Given the potential for hemangioma formation [82
], where vascular tissue proliferates without being connected to the host vasculature, it was important to determine if using the pericardial matrix hydrogel to deliver bFGF would result in anastomosis of the blood vessels formed in the infarct region. This was done by perfusing red fluorescent carboxylated microspheres retrograde before euthanasia. Red fluorescence in the vessels formed in the infarct region for all bFGF groups indicated that the vessels were connected to the host vasculature (), supporting the feasibility of the pericardial matrix as a delivery system for bFGF. Importantly, even though the high concentration of bFGF injected did not cause hemangioma formation, it would still be necessary to optimize the loading dose of growth factor for any application. In previous studies utilizing bFGF for treatment post-MI, the administered dose varied greatly, from 30 mg injected with 3 mg of heparin sulfate in a canine model [85
], 110 mg daily intracoronary bolus injection also in a canine model [86
], or a total of 5 ug incorporated in heparin-sepharose-alginate beads in a porcine model [61
]. Further investigation with ECM-derived hydrogels will be necessary to determine the maximum loading capacity for a heparin-binding growth factor. This value will vary for matrix hydrogels derived via different methods and from different tissues as it will depend on the concentrations of growth factor-binding motifs in the processed materials.

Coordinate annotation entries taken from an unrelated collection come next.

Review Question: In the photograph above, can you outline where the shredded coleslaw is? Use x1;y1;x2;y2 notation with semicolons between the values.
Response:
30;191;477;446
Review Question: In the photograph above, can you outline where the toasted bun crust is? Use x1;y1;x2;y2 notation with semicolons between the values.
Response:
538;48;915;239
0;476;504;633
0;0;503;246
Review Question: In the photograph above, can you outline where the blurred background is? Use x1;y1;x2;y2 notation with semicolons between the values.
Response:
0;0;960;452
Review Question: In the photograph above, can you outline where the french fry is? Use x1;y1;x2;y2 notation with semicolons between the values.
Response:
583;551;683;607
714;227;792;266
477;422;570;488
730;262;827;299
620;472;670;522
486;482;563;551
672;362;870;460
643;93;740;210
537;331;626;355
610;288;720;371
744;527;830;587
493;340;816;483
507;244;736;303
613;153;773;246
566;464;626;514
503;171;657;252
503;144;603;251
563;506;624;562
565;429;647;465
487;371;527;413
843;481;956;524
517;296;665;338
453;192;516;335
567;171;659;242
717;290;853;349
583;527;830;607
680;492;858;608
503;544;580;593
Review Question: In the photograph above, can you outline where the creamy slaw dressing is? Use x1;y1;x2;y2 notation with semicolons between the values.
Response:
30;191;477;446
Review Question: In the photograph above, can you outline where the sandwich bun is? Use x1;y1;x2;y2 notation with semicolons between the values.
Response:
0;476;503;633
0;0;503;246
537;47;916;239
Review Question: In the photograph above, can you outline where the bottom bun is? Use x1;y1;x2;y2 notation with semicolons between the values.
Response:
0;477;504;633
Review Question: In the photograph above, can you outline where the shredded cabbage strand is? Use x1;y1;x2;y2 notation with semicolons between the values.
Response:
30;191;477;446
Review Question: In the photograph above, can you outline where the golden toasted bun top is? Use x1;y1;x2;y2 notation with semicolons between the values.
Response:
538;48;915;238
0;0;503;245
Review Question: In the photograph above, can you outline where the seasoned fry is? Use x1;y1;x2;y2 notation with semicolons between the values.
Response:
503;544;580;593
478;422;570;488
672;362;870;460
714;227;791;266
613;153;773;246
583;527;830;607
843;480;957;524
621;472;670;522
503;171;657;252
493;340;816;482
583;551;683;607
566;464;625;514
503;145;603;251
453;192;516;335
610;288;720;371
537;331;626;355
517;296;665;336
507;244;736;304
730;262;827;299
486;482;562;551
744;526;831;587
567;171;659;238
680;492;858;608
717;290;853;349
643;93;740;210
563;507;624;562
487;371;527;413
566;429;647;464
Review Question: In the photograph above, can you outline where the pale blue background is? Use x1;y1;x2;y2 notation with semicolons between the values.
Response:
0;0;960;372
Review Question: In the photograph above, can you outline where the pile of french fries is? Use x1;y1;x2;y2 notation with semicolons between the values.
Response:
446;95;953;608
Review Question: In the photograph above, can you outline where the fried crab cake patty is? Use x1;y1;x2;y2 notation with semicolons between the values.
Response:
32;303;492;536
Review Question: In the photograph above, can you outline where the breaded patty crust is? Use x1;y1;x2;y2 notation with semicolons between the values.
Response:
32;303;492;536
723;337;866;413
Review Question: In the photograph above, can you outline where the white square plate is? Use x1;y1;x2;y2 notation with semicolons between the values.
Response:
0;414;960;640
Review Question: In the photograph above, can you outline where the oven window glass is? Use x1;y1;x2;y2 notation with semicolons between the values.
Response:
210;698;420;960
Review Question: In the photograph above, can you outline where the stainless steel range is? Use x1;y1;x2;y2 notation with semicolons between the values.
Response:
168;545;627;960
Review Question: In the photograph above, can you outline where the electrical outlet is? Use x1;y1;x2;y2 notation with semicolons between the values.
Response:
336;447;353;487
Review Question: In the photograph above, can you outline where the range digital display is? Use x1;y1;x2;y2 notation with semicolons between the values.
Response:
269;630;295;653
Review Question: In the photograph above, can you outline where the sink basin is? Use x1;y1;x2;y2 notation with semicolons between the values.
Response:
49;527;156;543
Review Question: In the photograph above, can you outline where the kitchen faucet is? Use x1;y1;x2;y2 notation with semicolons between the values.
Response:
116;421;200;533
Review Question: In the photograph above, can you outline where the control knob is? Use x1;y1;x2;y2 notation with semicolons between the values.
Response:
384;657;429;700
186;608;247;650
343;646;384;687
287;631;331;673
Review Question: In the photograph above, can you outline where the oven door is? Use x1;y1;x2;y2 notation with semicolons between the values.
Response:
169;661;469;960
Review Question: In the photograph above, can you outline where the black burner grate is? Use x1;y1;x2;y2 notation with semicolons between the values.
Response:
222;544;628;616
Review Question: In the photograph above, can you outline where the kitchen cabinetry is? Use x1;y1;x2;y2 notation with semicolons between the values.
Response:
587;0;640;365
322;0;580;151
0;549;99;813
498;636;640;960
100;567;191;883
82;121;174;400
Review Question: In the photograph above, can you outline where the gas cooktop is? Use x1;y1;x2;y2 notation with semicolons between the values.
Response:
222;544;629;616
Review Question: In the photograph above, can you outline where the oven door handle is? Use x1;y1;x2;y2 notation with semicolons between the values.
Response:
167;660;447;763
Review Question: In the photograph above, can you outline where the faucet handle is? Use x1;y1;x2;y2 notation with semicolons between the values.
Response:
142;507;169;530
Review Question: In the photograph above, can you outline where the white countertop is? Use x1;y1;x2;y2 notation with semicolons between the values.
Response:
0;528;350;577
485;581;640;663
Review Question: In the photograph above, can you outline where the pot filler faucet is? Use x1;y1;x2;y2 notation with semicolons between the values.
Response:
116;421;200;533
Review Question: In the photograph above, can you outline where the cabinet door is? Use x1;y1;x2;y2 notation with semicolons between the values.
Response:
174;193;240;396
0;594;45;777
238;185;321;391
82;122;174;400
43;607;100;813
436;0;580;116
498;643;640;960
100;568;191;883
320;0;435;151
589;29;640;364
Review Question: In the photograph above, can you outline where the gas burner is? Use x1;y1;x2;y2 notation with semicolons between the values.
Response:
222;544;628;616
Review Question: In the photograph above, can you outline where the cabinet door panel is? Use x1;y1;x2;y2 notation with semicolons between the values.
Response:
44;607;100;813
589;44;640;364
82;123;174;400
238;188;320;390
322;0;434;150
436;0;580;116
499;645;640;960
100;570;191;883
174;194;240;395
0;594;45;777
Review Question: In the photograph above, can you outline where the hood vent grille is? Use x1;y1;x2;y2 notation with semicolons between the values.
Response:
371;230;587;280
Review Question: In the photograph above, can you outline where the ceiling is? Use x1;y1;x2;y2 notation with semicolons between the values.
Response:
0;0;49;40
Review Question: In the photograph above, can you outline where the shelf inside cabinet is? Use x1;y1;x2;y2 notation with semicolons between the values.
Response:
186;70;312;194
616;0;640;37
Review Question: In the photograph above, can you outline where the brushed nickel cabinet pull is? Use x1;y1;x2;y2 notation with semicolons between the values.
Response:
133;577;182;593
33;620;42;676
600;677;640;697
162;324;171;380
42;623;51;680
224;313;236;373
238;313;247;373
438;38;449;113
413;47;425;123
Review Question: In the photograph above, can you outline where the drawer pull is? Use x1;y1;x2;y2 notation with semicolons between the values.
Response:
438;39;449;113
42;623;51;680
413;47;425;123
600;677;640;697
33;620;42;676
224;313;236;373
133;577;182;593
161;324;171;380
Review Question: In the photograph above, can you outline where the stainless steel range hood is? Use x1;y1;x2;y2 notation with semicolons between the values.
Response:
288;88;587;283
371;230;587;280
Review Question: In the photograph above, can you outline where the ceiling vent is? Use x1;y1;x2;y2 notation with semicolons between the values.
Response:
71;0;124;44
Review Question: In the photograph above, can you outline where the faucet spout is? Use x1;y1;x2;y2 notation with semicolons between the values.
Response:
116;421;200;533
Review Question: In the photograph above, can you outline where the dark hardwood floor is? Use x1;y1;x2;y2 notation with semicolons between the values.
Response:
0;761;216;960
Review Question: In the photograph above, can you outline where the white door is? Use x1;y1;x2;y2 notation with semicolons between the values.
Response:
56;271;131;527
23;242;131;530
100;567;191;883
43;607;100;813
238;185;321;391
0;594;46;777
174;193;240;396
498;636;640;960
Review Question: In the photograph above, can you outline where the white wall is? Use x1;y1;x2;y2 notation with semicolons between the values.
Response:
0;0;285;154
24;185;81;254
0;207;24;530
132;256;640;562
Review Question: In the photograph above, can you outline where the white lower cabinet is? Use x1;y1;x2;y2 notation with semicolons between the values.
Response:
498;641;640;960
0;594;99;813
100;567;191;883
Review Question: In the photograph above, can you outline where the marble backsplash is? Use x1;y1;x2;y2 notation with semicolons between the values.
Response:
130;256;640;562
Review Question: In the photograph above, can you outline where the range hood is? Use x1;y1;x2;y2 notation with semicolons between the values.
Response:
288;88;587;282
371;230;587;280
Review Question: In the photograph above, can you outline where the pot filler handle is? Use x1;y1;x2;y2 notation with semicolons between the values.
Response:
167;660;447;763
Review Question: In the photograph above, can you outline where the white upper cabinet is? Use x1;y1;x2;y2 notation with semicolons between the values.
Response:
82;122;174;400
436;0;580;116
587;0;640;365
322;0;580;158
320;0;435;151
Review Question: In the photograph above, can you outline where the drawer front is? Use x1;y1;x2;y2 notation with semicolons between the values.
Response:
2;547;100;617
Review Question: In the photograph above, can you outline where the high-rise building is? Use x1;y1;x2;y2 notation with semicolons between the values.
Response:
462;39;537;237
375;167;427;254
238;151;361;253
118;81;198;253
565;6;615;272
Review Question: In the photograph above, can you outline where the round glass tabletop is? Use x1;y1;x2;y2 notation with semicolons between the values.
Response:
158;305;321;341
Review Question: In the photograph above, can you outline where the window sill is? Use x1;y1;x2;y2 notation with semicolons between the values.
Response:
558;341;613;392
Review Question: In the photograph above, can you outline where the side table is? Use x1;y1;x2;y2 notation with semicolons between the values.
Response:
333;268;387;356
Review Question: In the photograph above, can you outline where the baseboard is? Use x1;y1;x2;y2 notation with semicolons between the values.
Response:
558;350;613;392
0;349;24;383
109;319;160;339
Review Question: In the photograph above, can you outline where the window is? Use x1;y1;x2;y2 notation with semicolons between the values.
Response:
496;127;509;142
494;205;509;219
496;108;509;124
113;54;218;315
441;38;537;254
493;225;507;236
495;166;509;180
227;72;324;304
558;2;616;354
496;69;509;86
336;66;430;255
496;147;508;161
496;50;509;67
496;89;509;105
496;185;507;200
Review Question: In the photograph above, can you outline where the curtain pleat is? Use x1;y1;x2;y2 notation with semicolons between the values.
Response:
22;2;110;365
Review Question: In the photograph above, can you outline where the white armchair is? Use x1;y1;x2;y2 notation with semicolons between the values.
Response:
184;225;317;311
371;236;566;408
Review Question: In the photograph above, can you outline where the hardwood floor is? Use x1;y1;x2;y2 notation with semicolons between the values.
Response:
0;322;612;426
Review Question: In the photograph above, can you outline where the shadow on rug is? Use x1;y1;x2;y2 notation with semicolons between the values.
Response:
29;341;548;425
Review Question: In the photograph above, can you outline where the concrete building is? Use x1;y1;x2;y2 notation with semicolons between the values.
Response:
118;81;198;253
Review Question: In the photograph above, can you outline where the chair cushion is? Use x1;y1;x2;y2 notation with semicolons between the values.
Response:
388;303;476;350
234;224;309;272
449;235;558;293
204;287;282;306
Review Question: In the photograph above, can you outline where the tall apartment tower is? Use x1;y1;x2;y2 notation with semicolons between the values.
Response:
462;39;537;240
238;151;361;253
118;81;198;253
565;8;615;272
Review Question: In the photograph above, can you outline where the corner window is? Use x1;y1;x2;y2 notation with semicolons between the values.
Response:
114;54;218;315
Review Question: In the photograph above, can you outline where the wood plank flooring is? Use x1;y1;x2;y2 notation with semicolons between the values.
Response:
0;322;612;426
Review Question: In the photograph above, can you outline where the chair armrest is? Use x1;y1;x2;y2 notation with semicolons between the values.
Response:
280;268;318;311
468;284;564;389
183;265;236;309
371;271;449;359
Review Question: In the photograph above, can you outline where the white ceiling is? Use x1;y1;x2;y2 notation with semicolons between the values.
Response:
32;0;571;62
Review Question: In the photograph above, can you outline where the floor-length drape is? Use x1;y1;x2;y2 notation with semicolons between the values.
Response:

Injectable matrix hydrogels derived from different tissue sources have been previously explored as therapies for the prevention of heart failure post-myocardial infarction [11
]. Intramyocardial injection of hydrogels derived from porcine myocardium and small-intestinal submucosa has been demonstrated to preserve ejection fraction post-MI while saline-injected control animals continue to decline [13
]. While the exact mechanism behind this success has not yet been elucidated, it may be that the fibrous microstructure provides a template for cell infiltration and vascularization [87
] or that degradation may promote cell in-growth and tissue remodeling [11
]. ECM-derived hydrogels are of special clinical interest as they are deliverable via catheter and therefore could potentially be administered via minimally invasive methods [13
]. While long-term studies with this growth factor delivery system will be necessary to evaluate its effect on cardiac function and remodeling post-MI, with this work, we have established proof-of-concept for using an ECM-derived hydrogel to enhance retention and delivery of a heparin-binding growth factor.